The second and third requirements recognize that it will not be possible at the beginning of the year to know for certain whether an employee will, in fact, work 14 days or fewer in New York State during such year. Thus, the employer needs to make a good faith determination. If it is expected that the employee will work more than 14 days, withholding will be required from day one. If it is reasonable to think that the employee will not work more than 14 days, no withholding will be required, unless the employee, in fact, works more than 14 days, in which event withholding will be required on wages paid after the 14th day. But there is nothing in the memorandum, in such case, to require the employer to catch up on the withholding for the first 14 days. Similarly, if an employee is reassigned to a New York office, withholding will be required on all wages paid after such reassignment.

Further Clarifications

The memorandum goes on to list several notable situations where withholding will still be required even if the employee works 14 days or fewer in New York. Athletes are subject to withholding on the portion of their income allocable to New York regardless of the number of days spent in New York. The memorandum also requires withholding with respect to other individuals connected to athletic activities, such as coaches, trainers, and referees. Since many of these individuals are likely to have income much smaller than that of the athletes, it seems that the rule will be overly burdensome in at least some cases.
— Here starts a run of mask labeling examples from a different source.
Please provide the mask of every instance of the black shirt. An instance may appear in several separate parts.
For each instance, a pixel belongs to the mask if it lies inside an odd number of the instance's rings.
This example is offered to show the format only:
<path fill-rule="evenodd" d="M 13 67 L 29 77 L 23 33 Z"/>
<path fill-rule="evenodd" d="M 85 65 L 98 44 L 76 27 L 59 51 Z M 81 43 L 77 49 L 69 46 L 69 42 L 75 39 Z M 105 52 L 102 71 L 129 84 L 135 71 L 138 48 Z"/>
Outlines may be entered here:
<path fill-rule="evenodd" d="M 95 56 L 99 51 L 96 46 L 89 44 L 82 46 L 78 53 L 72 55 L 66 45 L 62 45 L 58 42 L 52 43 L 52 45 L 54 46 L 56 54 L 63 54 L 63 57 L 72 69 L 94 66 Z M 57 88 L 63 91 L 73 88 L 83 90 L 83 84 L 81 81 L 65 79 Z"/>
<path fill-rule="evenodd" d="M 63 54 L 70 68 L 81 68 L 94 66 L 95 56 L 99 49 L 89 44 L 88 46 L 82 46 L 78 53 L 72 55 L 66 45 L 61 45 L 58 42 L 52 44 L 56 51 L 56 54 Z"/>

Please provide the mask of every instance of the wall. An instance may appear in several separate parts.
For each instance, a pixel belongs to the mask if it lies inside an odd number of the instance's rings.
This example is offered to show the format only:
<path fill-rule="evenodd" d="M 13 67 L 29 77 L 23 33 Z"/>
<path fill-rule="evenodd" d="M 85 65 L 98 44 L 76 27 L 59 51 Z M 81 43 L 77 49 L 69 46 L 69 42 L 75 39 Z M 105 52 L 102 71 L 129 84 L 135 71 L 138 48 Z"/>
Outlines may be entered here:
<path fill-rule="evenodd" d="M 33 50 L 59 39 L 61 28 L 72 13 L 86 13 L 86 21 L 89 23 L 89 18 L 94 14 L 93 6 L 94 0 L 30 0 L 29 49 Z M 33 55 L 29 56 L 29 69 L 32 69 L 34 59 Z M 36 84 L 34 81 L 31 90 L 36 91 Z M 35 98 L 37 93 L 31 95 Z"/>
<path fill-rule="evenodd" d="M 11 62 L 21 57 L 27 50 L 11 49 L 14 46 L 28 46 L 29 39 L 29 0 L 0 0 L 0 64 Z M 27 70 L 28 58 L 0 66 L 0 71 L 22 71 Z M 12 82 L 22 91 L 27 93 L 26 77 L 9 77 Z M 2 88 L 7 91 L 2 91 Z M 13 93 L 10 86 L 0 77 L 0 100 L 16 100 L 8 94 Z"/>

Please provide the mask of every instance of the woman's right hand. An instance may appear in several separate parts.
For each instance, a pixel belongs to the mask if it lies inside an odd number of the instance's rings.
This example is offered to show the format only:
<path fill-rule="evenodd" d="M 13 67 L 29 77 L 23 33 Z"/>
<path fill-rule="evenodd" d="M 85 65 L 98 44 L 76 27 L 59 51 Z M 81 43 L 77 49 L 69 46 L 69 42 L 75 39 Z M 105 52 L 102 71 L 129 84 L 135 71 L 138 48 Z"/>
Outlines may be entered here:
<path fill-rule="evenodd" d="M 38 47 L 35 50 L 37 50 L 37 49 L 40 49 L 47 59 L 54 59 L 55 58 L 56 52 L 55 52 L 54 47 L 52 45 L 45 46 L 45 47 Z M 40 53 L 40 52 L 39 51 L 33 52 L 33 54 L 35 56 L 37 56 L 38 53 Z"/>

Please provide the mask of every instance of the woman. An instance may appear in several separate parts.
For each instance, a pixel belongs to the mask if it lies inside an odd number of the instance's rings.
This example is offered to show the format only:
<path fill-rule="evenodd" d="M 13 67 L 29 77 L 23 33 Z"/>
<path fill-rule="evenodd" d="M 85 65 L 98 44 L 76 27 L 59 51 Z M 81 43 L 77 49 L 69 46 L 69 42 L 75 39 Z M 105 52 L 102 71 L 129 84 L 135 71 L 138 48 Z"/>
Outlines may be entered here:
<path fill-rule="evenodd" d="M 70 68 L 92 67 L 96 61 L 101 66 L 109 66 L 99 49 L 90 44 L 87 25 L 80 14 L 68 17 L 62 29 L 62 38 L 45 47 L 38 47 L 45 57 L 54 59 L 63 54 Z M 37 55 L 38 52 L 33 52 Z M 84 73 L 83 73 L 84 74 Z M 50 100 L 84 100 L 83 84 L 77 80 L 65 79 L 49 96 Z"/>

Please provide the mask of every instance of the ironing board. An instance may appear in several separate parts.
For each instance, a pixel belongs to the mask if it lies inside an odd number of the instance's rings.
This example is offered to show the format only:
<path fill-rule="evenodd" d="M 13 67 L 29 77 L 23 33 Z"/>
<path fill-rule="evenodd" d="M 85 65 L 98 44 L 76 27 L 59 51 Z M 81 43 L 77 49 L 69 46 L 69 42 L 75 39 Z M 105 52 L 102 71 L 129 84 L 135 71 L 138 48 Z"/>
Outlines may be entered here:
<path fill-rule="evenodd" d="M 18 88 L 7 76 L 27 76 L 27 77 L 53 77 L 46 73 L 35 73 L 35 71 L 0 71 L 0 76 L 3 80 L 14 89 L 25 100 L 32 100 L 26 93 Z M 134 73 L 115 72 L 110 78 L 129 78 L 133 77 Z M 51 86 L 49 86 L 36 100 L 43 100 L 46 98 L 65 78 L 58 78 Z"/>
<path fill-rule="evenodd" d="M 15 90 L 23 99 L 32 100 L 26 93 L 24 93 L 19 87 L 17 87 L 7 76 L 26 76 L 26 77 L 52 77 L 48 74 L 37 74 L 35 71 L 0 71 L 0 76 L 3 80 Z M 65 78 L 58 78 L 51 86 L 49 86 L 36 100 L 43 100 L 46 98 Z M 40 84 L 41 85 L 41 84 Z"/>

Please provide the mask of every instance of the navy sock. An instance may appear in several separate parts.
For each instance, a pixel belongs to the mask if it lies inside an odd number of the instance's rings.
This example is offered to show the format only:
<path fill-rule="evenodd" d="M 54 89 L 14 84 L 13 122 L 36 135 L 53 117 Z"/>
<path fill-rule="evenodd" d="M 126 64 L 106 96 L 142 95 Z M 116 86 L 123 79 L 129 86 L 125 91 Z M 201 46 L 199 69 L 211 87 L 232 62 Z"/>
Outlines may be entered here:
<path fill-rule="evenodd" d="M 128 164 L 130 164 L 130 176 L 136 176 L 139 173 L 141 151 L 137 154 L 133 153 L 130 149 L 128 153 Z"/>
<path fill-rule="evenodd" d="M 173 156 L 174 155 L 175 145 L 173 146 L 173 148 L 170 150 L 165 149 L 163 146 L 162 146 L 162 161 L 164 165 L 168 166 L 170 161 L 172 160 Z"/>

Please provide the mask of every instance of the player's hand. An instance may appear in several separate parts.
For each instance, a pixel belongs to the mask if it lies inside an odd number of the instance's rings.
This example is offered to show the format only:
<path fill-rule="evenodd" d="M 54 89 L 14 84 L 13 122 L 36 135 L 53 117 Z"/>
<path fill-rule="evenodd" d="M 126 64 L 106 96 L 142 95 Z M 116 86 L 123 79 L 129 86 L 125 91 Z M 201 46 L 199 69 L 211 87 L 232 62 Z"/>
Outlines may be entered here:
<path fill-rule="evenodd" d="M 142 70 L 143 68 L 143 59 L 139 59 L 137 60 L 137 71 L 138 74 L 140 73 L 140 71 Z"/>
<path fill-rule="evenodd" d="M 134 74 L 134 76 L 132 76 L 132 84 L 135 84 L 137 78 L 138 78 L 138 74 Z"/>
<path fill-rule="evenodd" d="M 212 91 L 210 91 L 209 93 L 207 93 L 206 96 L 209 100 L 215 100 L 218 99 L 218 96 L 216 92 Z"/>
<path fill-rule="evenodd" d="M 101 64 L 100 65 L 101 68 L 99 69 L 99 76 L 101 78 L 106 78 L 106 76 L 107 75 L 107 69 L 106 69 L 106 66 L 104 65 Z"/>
Entertainers, as well as other individuals involved in television, radio, theatre, and any other filmed or recorded performance, will also be subject to withholding regardless of the number of days spent in New York. Again the memorandum makes no distinction between highly compensated individuals and other individuals involved in these productions, thereby subjecting large numbers of people to the administrative cost of compliance with relatively little revenue gains.

Compensation paid to commission salespersons will also continue to be subject to withholding under prior rules.

The memorandum also emphasizes that the exception from withholding does not apply to compensation paid in one year for work that relates to income performed in a prior year, such as deferred compensation and compensation from nonstatutory stock options. Thus, someone who works more than 14 days in a prior year cannot avoid withholding by having all or a portion of his compensation paid in a later year.

While the 14-day rule described in the memorandum will provide some comfort to some New York employers, as described in this article, questions remain regarding when and if New York employers will need to withhold, which may require litigation to resolve. Stay tuned.

Joseph Lipari is a partner of Roberts & Holland. Jason K. Binder, an associate of the firm, assisted in the preparation of this article.

Endnotes:

1. Tax Law §601(e).

2. Reg. §132.18. Special rules apply to commission salespersons whose compensation is dependent upon revenues generated (see Reg. §132.17) and to stock options, stock appreciation rights, and restricted stock (see Reg. §132.24).

3. For New York’s rules related to credits for tax paid to another state, see Tax Law §620 and Reg. §120.1.

4. See Reg. §132.22.

5. See Tax Law §675 (employer liability extends not just to tax subject to withholding but also to additions to tax, penalties, and interest with respect thereto).

6. See TSB-M-12(5)I (July 5, 2012).

7. See Reg. §132.18(a).

8. See, e.g., Matter of Friedman, Docket No. 818271, New York Div. of Tax Appeals, ALJ (June 27, 2002).